Quand son oncologue - le Dr Jean Latreille, de l'hôpital Charles-Lemoyne - lui a annoncé en septembre dernier que son cancer s'était généralisé, il lui a offert de la soigner gratuitement. Mais entendons-nous, l'acte médical serait gratuit, pas le traitement lui-même, pas la chimio. Ce traitement, assez particulier ai-je compris, peut-être même un peu expérimental, allait coûter cher, très cher. Par exemple, la première séance d'injections atteindrait les…$4 000. Un peu moins les semaines suivantes, mais toujours entre $1 500 et $3 000. Velentine n'a pas le sou, vous vous en doutez. Sa congrégation n'est pas riche non plus, mais en se serrant la ceinture, et avec l'aide d'une petite assurance - Entr'aide missionnaire - les sœurs réussissent tant bien que mal à couvrir les frais.
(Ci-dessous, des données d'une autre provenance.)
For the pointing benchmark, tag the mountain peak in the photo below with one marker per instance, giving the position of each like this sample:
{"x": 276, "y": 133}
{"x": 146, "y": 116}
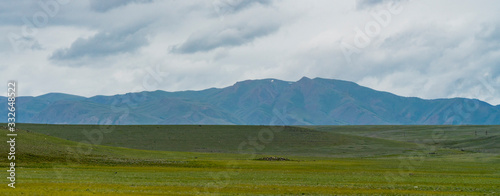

Pour ce qui est de son statut au Canada, Valentine est venue avec un visa de visiteuse qu'elle fait renouveler sans problème depuis plusieurs années. Le courant, d'une durée d'un an, arrive à échéance en juillet prochain. Pour s'éviter le tracas d'avoir à le renouveler chaque fois, Valentine a déposé, voilà quelque temps, une demande de visa de résident permanent. Demande qui doit être traitée à l'extérieur du Canada, c'est la loi. Velentine s'est donc rendue à Buffalo. Elle vient de recevoir la réponse. C'est non. Pour motifs sanitaires. On peut être interdit de résidence au Canada parce qu'on représente un danger pour la santé publique.

Ou, Valentine entre dans cette catégorie, parce que l'on constituera un fardeau excessif pour la société d'accueil.

On comprend le sens général de la loi.

On comprend moins que l'on dise à une candidate déjà au Canada depuis plusieurs années, où son cancer s'est déclaré, ou elle est déjà soignée avec compassion et qui PAIE ses soins, on comprend moins qu'on dise à celle-là : va donc mourir ailleurs. Et même si elle ne payait pas ses soins. Sommes-nous à ce point comptables, à ce point épiciers, à ce point petits, cheaps et nuls ? Cette femme vit avec nous depuis plusieurs années. Elle est de notre communauté, sinon de nationalité. Anglophone mieux intégrée à la culture de cette province que 90% des fils d'immigrants nés ici. Mais je dis n'importe quoi, même si elle n'était pas intégrée. Même si elle vendait de la dope à la sortie des écoles, même si elle dansait aux tables, voilà quelqu'un qui est entrain de mourir dans notre salon et vous voulez la foutre dehors ? Enfin, pas vous, mais le Canada veut la foutre dehors ? Le Canada lui dit va mourir ailleurs ? Quel humanisme ! Quelle éthique !

Dans un français lamentable, on informe Valentine, comme si elle ne le savait pas, qu'elle souffre d'un cancer du sein récidivant avec métastases extensives pulmonaires et que l'évolution naturelle de cette maladie se caractérise par une progression et une détérioration…

Comme c'est délicat de le lui préciser, de le souligner au crayon gras.

Cette détérioration nécessitera vraisemblablement des soins palliatifs dans un hôpital ou dans un foyer spécialisé dans cette sorte de soins. Ces services sont coûteux et en disponibilité restreinte.

Une fonctionnaire a vraiment osé écrire cela. Quelle générosité. Que le reste de l'humanité se le tienne pour dit, dans les mouroirs canadiens, priorité absolue est donnée aux cancers canadiens.

Votre condition médicale pourrait entraîner le besoin de recourir à des frais dont le coût prévisible dépasse la moyenne par habitant au Canada…

Quel pays formidable qui peut se vanter d'avoir calculé le coût moyen d'un cancer du sein.

Votre condition pourrait contribuer à allonger les listes d'attentes, et empêcher d'offrir ces services aux citoyens et résidents canadiens !
Par conséquent, vous êtes inadmissible.


Inadmissible toi-même, connard. Je parle au petit boss de l'immigration à Buffalo quia autorisé l'envoi de cette lettre honteuse.

Inadmissible que, dans ce pays englué dans ses bons sentiments vasouilleux, dans sa générosité de bas de Noël, on ne sache plus ce qu'est, tout simplement, la décence.